Step 4: ?? renewable energy is potentially more competitive on price, and the market optimizes for them to achieve scale, OR

Step 4: ?? we realize that renewable energy is not long-term viable due to the difficulty of recycling critical materials etc., maybe the only real renewable energy is hydroelectric dams and maybe even those are temporary on a geologic timescale, and we adjust our expectations for the future. (And we get an answer to the Fermi paradox.)

Compare the article from Gates. He says,

I know that some climate advocates will disagree with me, call me a hypocrite because of my own carbon footprint (which I fully offset with legitimate carbon credits)

So THAT'S how people justify what they do. Just spend more money, problem solved. Rich people are moral, poor people are not, according to this solution.

He also says,

I work with scientists and innovators who are committed to preventing a climate disaster and making cheap, reliable clean energy available to everyone. Ten years ago, some of them joined me in creating Breakthrough Energy, an investment platform whose sole purpose is to accelerate clean energy innovation and deployment. We’ve supported more than 150 companies so far, many of which have blossomed into major businesses. We’re helping build a growing ecosystem of thousands of innovators working on every aspect of the problem.

Compare the problem of shoes. Does Gates feel the need to invest in shoe production? No, because shoe production is already profitable, with many companies doing it.

The logic behind "what society is doing is basically fine": waste a lot of fossil fuels, but because there are rich people like Gates, they can afford to fund people who work on the problem of clean energy, who would otherwise not be working on this problem because it isn't profitable and people need an income. Let's say that (incredibly optimistic) 10% of the "unnecessary" use of fossil fuels goes towards supporting research into clean energy.

What I am suggesting instead, in Step 3 of the above progression, is to make clean energy profitable by making fossil fuels expensive.

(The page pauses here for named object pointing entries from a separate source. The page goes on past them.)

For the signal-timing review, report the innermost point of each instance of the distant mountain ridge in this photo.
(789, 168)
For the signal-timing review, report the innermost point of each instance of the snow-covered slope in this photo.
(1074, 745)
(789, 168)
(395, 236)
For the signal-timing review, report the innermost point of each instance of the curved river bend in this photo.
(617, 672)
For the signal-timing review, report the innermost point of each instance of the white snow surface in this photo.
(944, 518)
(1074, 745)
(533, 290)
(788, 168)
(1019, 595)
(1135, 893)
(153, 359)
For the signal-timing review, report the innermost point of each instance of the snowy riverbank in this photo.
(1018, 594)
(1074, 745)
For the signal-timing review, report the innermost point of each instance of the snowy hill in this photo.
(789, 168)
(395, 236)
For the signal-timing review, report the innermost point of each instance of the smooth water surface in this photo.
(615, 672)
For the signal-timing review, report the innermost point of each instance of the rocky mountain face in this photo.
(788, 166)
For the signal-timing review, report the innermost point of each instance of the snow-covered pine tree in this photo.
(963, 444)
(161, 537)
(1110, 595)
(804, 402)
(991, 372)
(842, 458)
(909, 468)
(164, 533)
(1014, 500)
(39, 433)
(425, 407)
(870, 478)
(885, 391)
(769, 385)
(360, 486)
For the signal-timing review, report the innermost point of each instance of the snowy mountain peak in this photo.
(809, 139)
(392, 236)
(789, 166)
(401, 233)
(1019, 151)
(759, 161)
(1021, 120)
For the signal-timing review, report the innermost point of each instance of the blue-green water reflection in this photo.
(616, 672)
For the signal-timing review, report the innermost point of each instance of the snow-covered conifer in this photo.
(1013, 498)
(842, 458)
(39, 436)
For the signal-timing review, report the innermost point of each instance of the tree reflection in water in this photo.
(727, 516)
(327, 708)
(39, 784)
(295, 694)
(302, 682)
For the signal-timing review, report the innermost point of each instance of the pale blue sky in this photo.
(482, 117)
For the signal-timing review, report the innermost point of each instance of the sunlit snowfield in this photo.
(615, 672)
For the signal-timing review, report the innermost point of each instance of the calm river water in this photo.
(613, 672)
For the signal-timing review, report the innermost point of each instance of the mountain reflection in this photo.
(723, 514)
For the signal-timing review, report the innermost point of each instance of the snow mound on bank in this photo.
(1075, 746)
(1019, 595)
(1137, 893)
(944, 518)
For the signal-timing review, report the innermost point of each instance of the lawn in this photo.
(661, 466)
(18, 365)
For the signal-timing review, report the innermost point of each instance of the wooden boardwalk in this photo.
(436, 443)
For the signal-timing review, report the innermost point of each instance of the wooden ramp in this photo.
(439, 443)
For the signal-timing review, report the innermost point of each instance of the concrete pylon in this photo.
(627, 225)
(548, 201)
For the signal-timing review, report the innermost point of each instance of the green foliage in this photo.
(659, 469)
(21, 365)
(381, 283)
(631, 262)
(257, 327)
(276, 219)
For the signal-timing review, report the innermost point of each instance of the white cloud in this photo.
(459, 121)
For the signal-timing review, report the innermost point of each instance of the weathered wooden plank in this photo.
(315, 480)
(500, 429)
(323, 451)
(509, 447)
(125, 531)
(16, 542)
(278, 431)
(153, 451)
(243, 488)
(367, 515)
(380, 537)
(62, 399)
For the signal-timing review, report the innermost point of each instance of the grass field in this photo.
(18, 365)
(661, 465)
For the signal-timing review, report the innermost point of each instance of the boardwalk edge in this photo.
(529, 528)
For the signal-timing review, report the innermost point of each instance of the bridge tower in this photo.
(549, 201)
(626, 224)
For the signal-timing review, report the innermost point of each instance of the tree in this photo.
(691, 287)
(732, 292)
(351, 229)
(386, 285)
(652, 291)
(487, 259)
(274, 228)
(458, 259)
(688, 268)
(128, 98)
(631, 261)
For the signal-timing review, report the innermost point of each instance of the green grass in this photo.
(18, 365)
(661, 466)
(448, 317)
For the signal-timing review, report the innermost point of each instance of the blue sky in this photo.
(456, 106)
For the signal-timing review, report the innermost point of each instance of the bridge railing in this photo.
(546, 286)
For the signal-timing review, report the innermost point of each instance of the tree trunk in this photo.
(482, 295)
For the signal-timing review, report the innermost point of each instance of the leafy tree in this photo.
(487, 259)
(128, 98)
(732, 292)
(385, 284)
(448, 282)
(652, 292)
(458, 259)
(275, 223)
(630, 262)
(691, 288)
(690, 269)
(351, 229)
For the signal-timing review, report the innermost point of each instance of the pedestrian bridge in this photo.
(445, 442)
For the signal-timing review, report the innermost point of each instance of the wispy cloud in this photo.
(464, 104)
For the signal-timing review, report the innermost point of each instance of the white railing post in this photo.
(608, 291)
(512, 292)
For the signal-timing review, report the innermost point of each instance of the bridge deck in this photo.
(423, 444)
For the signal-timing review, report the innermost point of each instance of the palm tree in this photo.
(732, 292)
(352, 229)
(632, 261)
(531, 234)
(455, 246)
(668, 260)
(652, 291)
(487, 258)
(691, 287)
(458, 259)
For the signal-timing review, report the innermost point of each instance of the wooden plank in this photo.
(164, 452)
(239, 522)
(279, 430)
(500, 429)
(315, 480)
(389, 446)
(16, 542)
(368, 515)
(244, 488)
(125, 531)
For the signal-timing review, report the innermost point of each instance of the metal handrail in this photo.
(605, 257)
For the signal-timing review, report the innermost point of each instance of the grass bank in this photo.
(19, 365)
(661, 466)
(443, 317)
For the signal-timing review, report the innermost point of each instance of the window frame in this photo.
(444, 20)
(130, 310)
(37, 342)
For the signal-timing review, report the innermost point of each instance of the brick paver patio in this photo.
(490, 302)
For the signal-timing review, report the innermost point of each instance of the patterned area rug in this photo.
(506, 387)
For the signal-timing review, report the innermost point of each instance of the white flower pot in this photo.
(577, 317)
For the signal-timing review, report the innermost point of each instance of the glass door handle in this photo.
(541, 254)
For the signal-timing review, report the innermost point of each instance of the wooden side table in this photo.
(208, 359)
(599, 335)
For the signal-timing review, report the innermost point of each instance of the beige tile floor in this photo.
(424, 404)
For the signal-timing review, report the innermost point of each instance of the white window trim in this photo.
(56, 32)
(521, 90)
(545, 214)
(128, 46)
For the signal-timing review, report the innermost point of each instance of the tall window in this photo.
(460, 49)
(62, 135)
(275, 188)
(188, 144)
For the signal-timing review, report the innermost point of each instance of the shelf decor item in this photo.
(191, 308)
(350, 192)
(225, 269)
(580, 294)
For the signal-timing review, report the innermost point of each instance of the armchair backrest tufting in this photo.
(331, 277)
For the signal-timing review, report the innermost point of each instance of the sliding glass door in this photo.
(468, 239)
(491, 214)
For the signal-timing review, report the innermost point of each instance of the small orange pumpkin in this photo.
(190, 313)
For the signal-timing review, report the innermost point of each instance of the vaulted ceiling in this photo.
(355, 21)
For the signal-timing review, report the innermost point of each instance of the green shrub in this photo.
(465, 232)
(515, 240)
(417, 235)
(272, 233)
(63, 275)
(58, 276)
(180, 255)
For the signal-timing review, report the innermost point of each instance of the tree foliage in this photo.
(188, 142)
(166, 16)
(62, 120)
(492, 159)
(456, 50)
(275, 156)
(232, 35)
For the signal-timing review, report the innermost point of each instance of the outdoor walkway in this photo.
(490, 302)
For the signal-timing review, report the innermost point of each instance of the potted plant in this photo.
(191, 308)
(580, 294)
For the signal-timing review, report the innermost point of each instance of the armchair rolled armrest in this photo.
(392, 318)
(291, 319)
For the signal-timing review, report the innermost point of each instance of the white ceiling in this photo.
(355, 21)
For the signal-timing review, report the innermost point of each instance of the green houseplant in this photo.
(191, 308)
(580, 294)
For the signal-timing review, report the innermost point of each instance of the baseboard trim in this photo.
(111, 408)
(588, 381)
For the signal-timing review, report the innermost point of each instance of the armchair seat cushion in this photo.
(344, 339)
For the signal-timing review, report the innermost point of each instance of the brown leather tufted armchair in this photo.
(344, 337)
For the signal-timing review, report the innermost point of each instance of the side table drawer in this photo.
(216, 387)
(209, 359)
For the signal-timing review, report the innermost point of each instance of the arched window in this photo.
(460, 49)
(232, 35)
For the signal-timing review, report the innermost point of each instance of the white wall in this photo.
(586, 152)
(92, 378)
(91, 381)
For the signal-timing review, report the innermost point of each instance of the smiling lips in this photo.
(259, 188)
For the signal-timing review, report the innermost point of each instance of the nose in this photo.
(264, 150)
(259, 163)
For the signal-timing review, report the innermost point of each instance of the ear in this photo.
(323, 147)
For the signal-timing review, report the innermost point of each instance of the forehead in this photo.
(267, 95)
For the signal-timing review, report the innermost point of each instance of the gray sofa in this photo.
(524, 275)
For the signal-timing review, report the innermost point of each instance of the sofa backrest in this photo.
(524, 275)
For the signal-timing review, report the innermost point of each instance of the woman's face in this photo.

I don't think I'll bother to read more of Gates's article, beyond the point I quoted above, but the article's title is "Three tough truths about climate" and the "What to know" section at the start lists three points, one of which says "which includes reducing the Green Premium to zero". A search for Green Premium shows that the article defines it as "the cost difference between clean and dirty ways of doing something".

If fossil fuels are expensive, will the Green Premium reach zero? Or does "clean energy" have fossil fuel inputs (like the fuel that powers the vehicles that are used to mine lithium, used for batteries) that mean that the Green Premium can never reach zero, when properly calculated?

Some people are afraid to find out, so they do nothing, and hope.

Are you afraid of Step 1 in the above progression?

Or are you like a certain player in Aion, who had on their website character profile, "Doesn't afraid"?